ELKIN — Foothills Arts Council Art in the Garden will present Tennessee Williams’ classic “Cat on a Hot Tin Roof” April 22, 23, 30 and May 1. The show will begin at 7:30 p.m. this Friday and Saturday in the garden of Foothills Arts Council, located a 129 Church St. in Elkin.
The cast of the show includes Elkin residents Gary Maxey as Big Daddy and Newell Hauser as Reverend Tooker. Playing the role of Big Mamma is Judy Deck of Jonesville. Boonville resident Sarah Moxley will portray Sister Woman Mae. Also from Boonville, Morgan Harrison and Kitsey Harrison will play the roles of Brick and Maggie. From Mount Airy, Brian Patterson will play Brother Man Gooper and Thomas Beckom as Doc Baugh. Also in the production are Grace Harrison and Carly Mullins as Dixie and Trixie. The play is directed by arts council Executive Director Leighanne Martin Wright with Christie Harrison as stage manager.
Foothills performers have long requested to do the show and Director Leighanne Martin Wright decided the Foothills Arts Council garden was the ideal setting in which to produce the play.
Wright began the Art in the Garden series four years ago and it has included readers’ theater, plays, including two original scripts written by Wright, musical performances, poetry readings, as well as the events already established such as KidsFest and the Open Air Art Market.
“The Art in the Garden shows are always free, but donations help the arts council continue its programming and making art accessible to the entire community,” Wright explained. “The evening shows will start at 7:30 p.m. so people are invited to come into the garden early for their spot, bring their own chairs and coolers. The matinee on Sunday, May 1, will be at 2 p.m.”
The play tells the story of a family struggling with a variety of issues from sexuality to alcoholism and death.
“The relevance of this 1955 Pulitzer-winning script lies perhaps in the human struggle,” Wright said. “The cast is working hard on giving these characters depth and emotion. The intimacy of the relationships are helped by our cast having worked together on many productions and, in the case of Brick and Maggie, are actually married. And it’s always a pleasure to have newcomers join our ranks as Brian Patterson and Tom Beckom have.”
Maxey said the play “could be described as the story of a dysfunctional family.”

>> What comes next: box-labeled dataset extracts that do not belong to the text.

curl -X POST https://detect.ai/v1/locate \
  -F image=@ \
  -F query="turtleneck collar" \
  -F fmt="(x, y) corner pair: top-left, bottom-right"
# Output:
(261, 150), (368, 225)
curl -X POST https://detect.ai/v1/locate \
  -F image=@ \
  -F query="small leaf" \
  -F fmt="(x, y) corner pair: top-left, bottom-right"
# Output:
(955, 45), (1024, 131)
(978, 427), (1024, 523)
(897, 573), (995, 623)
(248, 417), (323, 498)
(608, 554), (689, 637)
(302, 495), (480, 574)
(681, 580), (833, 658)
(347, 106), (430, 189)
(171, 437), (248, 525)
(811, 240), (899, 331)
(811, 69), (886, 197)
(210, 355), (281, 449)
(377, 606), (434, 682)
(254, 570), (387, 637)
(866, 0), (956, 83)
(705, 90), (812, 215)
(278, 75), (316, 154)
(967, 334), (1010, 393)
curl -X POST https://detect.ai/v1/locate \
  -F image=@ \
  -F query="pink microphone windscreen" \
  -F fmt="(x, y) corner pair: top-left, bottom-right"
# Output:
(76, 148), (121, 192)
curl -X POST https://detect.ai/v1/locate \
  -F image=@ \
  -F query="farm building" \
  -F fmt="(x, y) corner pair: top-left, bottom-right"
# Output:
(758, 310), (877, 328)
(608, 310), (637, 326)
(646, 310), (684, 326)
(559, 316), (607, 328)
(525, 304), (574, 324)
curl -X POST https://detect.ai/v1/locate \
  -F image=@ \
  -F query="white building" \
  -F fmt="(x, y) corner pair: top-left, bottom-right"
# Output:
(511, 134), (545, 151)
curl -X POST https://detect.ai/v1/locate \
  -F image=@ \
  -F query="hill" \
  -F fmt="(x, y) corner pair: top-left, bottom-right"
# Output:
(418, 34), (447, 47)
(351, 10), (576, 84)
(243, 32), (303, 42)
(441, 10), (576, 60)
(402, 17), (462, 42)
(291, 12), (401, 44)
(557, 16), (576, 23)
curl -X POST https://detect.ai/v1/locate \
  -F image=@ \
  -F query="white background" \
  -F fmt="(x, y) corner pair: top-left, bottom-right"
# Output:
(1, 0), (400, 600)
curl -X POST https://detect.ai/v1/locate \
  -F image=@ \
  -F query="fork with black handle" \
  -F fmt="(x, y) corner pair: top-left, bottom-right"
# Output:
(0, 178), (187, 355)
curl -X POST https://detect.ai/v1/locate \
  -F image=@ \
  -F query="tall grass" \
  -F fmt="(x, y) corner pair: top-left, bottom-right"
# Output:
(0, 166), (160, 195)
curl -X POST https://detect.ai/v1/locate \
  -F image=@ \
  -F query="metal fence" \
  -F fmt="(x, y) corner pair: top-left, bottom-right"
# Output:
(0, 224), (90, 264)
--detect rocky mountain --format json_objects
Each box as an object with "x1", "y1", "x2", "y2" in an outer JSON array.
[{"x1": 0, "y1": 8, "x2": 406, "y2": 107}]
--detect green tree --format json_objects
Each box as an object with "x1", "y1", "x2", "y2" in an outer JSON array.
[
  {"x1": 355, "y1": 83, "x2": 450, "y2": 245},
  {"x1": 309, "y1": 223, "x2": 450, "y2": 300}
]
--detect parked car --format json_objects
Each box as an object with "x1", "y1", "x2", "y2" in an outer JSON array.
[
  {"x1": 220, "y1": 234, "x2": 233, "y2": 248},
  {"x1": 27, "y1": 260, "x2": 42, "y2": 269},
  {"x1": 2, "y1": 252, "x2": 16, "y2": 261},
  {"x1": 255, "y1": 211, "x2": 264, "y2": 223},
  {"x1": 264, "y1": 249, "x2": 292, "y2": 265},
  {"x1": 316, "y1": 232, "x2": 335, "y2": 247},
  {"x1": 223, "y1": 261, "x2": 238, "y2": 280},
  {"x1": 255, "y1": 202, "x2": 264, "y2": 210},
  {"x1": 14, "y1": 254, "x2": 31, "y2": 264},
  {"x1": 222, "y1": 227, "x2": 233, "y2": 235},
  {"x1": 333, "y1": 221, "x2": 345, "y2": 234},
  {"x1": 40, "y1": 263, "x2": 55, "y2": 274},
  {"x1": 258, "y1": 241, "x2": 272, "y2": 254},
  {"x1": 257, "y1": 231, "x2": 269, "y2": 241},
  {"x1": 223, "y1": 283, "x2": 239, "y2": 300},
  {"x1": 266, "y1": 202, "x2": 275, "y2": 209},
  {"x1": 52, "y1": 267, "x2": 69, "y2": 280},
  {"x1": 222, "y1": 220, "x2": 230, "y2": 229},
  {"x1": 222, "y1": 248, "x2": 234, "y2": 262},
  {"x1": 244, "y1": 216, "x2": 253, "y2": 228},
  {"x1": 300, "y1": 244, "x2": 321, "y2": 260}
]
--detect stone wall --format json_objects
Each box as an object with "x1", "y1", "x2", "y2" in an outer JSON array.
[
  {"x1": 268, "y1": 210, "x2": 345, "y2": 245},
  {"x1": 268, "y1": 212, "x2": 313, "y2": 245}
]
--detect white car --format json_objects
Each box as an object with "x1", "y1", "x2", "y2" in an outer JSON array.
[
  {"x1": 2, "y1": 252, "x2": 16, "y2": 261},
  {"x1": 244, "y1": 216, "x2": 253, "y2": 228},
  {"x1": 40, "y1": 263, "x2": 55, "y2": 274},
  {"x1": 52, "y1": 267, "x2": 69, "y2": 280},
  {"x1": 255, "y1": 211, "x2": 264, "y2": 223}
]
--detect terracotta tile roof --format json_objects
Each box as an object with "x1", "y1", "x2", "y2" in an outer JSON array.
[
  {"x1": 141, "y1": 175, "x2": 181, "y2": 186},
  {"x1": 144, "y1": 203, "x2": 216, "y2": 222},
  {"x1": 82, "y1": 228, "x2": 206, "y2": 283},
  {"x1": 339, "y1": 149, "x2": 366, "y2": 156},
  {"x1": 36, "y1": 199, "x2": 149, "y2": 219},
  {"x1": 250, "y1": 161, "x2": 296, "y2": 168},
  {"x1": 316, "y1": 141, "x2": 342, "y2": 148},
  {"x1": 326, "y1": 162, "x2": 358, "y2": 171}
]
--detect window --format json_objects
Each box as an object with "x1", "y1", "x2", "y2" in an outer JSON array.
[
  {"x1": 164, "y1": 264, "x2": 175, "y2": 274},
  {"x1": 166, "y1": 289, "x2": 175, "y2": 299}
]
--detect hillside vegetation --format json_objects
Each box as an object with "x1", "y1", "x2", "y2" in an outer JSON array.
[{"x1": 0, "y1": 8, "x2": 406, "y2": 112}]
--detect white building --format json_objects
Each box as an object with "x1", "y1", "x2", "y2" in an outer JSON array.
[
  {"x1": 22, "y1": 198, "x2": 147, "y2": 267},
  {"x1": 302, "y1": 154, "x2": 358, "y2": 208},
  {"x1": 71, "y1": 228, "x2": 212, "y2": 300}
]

“The interesting issue would then be the similarities between dysfunctional then and now 60 years later. We have learned so little on how to heal family wounds,” Maxey said.
Being involved in this classic drama is an honor, several of the actors said, and is the reason they wanted to be involved.
“I have always enjoyed Southern literature and when I saw that FAC was doing this show, I wanted to be a part of it,” Patterson said.
Deck, a veteran performer with Foothills, added, “It’s a great responsibility to try to do justice to a Pulitzer Prize-winning play by a legendary Southern playwright. I am moved by the intensity of the relationships in the play and am excited to have a part in bringing classic American drama to our community.”
Told through a glimpse into one evening at the Pollitt estate in the mid-1950s, the show offers a peak into the life of a family dealing with some difficult situations.
“I was familiar in name only with this show before casting and have come to realize its themes and relationship nuances are familiar and timeless,” Moxley said. “I’m so grateful to share the stage with such colorful characters and to spend time off-stage with the talented actors that bring them to life!”
Newlyweds Morgan and Kitsey Harrison have long wanted to play the roles of Maggie and Brick, though they said it is a challenge to play a couple on the outs.
“This is undoubtedly the most challenging role I have ever tackled, but I am greatly enjoying playing Maggie the cat,” Kitsey Harrison said. “Most of all I am honored to be playing opposite my husband in this classic Southern drama. Despite the fact that this is not a feel-good show, it has truly been a pleasure to work with this amazing cast and crew.”
The play deals with a number of adult topics and is not suitable for children, though the cast does include two children in several of the scenes. Cast members Grace Harrison and Carly Mullins said they are enjoying being a part of the show, though they are kept sequestered in another area during some of the more intense scenes.
“I enjoy playing Dixie because she is loud and obnoxious,” Harrison said. “She has some funny lines that she says.”